Gestern Abend habe ich eine interessante Ansicht einer Hundeverhaltensexpertin gehört:
Sie nennt Hunde, die ihre eigenen Menschen verbellen weil sie sie offenbar nicht wiedererkennen, "50 first dates Hunde". ![]()
Eine ganz ganz wichtige Frage, die ich oben vergessen habe:
Wie reagierst du/ihr auf dieses Verhalten von Lexy?
Versuche zu Hause mit deinem Mann ein Spiel abzustimmen. Einer von euch geht raus und ihr stimmt euch per Handy ab wann derjenige zurückkommt. Kurz davor beginnt der bei Lexy gebliebene ein "Such-Futter" Spiel, auf dem Boden verstreutes Futter, das aufgesammelt werden kann und schnüffeln verursacht. Evtl. hast du für sowas schon ein vorinstalliertes Signal/Kommando.
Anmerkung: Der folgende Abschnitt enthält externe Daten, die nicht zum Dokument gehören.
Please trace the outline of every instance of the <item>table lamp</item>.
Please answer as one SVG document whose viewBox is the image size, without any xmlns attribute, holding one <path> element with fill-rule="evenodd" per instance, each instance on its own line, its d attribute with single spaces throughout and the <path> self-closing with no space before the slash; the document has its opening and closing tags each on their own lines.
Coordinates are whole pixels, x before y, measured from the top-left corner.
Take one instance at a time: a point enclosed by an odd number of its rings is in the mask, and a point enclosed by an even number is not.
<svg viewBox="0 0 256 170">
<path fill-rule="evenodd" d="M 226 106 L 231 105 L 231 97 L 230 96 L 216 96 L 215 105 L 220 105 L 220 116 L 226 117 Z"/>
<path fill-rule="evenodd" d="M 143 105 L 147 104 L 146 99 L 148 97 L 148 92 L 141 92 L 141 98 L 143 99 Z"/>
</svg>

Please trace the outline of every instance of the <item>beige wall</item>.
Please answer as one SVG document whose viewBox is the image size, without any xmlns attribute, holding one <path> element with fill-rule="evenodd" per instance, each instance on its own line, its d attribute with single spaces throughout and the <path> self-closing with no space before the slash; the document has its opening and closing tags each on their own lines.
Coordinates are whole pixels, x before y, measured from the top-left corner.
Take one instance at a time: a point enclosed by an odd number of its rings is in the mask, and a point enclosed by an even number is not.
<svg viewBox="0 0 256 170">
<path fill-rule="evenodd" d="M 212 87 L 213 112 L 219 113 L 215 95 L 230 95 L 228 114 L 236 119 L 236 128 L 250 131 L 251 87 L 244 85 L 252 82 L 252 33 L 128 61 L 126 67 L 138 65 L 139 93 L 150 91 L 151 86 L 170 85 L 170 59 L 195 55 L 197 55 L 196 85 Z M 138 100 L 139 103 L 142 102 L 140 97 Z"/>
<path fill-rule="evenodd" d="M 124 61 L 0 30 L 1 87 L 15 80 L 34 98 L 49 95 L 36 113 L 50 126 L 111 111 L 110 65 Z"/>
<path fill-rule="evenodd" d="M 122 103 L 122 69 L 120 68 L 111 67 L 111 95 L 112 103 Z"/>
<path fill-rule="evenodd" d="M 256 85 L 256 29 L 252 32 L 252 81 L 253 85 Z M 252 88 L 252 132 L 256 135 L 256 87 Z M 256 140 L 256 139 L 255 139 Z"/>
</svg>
Sie soll dann noch am Futteraufsammeln sein, wenn die Person den Raum wieder betritt.
Falls bei Lexy doch ein Teil des Problems kontrollbedingt (sie will kontrollieren und überwachen) ist und es klingt sehr danach, wäre eine Box oder sehr sehr sehr stabiles Deckentraining schon in Betracht zu ziehen, da es dann darum geht, Lexy in einer Position zu "verankern" in der sie keine Übersicht hat. Um es genau zu sagen, in der sie keine Übersicht haben muss und sie ihrer Kontroll- und Überwachungspflicht nicht nachkommen muss.
Warum denkst du, dass die Hunde ständig mit im gleichen Raum/gleiche Etage sein MÜSSEN? Du beschreibst, dass Lexy jeden der den Raum/die Etage verlässt, bei Rückkehr verbellt. Das deutet darauf hin, dass es für sie grossen Stress bedeutet, wenn einer die Gruppe verlässt und bei Rückkehr entlädt sich der Stress und der Frust, dass sie die Geschehnisse nicht kontrollieren konnte.
Bei Lexy sind anscheinend diese Veränderungen von "da und weg" und "weg und da" mit Stress/Frust und Unruhe/Unsicherheit verknüpft. Wenn sie also nie vernünftig lernt mit diesen Abläufen klar zu kommen, weil sie immer mit dabei ist, kann es nicht besser werden. Leider deutet es auch darauf hin, dass es sich in einer Sensibilisierungsspirale befindet. D.h. anstatt sich an gewisse Abläufe zu gewöhnen, wird die Reaktivität darauf immer grösser.
Du schreibst, wenn du nur kurz aus der Etage raus gehst um etwas zu holen, dann kommen sie nicht mit. Dann gibt es keine Probleme bei deiner Rückkehr oder sind das dann die problematischen Momente?
Ich würde vor allem auch hinsichtlich der kleinen Carma unbedingt euer Gesamtschema ändern. Es auflösen und aufweichen. So dass die Hunde nicht IMMER überall dabei sind und auch ganz konkret mal im Hundezimmer bleiben müssen. Z.B. morgens beim Frühstück oder so. Hunde ins Hundezimmer oder in ein anderes Zimmer oder andere Etage. Das würde ich auf lange Sicht unbedingt anvisieren. Aber erstmal "im Kleinen" and Lexys Problem arbeiten.